Bei Siemens sollen weltweit 15.000 Stellen wegfallen, ein Drittel davon alleine in Deutschland. Mit der Zahl sorgte das Unternehmen bei der Belegschaft und bei Betriebsräten für Aufregung.

Von Michael Braun |
    Siemens zieht sein Effizienzprogramm durch, und 15.000 von weltweit knapp 370.000 Stellen sind betroffen, 5.000 in Deutschland. Der Gesamtbetriebsrat, sagt seine stellvertretende Vorsitzende Birgit Steinborn, sei überrascht:

    "Uns ist niemals eine so große Abbauzahl bekannt gemacht worden."

    Überraschte Betriebsräte sind nichts für die Absicht einer Unternehmensführung, die Mitarbeiter mitzunehmen. Das aber sei sein Wille, hatte Siemens-Chef Joe Kaeser bei seinem Amtsantritt vor zwei Monaten angekündigt:

    "Die Mitarbeiter müssen mit dabei sein. Wenn jemand vor Siemens Angst hat, dann müssen das die Mitbewerber sein."

    Die Mitteilung von gestern, 15.000 Stellen abzubauen, passte nicht in dieses Konzept. Siemens mag keine Neuigkeit angekündigt haben. Aber es hätte der Eindruck entstehen können - eine kommunikative Panne.

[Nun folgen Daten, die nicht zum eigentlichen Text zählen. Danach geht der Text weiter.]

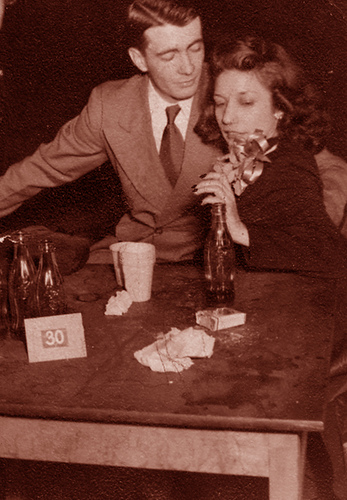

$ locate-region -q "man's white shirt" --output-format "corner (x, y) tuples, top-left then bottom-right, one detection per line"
(148, 81), (193, 152)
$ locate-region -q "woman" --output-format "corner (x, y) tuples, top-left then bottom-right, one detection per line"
(194, 36), (347, 277)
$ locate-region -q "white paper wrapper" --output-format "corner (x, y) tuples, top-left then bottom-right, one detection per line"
(134, 327), (215, 372)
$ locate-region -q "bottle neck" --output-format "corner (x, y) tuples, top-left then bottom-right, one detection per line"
(211, 203), (226, 229)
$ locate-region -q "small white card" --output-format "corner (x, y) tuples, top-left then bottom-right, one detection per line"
(24, 313), (87, 363)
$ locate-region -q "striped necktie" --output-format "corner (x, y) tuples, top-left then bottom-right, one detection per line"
(159, 104), (184, 186)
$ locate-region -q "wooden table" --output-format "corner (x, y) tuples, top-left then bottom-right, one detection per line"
(0, 264), (342, 500)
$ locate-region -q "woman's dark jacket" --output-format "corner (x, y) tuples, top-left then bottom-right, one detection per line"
(237, 144), (347, 277)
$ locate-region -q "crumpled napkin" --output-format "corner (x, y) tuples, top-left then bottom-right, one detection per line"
(134, 327), (215, 372)
(105, 290), (133, 316)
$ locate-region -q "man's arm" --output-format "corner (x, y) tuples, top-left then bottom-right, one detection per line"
(315, 149), (347, 237)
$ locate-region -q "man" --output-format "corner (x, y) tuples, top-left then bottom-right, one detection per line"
(0, 0), (219, 261)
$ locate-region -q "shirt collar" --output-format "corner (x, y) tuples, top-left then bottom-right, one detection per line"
(148, 79), (194, 121)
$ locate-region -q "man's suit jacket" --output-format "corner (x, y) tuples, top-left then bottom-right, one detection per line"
(0, 70), (220, 260)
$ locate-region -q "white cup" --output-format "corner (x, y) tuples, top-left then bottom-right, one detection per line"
(109, 241), (126, 288)
(110, 241), (155, 302)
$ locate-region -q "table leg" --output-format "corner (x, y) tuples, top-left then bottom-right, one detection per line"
(269, 432), (307, 500)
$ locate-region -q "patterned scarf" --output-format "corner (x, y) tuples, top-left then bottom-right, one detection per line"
(214, 129), (277, 196)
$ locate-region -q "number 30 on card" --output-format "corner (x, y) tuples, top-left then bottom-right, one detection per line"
(24, 313), (87, 363)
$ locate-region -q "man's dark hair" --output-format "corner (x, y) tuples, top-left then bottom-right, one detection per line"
(126, 0), (199, 50)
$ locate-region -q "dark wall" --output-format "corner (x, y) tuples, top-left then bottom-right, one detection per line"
(0, 0), (347, 237)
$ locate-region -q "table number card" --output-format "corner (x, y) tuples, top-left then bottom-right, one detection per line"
(24, 313), (87, 363)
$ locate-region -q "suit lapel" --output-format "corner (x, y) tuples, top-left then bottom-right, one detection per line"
(160, 71), (221, 224)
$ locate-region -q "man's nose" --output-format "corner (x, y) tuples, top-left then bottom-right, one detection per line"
(180, 54), (194, 75)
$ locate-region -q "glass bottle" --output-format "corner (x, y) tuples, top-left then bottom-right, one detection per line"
(36, 240), (66, 316)
(204, 203), (235, 307)
(0, 263), (10, 338)
(8, 232), (37, 342)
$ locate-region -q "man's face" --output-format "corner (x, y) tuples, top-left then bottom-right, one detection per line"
(132, 18), (205, 102)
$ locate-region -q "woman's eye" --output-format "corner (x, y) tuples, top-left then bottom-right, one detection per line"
(214, 101), (224, 108)
(189, 42), (203, 52)
(161, 52), (175, 61)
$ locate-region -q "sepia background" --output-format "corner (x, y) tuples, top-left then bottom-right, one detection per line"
(0, 0), (347, 241)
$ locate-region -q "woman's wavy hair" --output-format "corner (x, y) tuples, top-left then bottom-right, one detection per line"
(195, 35), (330, 153)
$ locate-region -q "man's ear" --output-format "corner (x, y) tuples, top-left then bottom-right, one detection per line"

Jürgen Kerner, geschäftsführendes Vorstandsmitglied der IG Metall und Mitglied im Aufsichtsrat von Siemens, brachte Kritik am Vorstand und den Versuch, die Belegschaft zu beruhigen, im Bayerischen Rundfunk so zusammen:

    "Die Mitteilung von Siemens hat, glaube ich, Zehntausende von Mitarbeiten bei Siemens sehr verunsichert und sehr verstört. Es konnte ja der Eindruck entstehen, dass es sich um ein zusätzliches Programm handelt. Für uns ist es letztendlich wichtig, dass es zu diesen Themenstellungen Verhandlungen mit den Betriebsräten und der IG Metall jeweils vor Ort gibt."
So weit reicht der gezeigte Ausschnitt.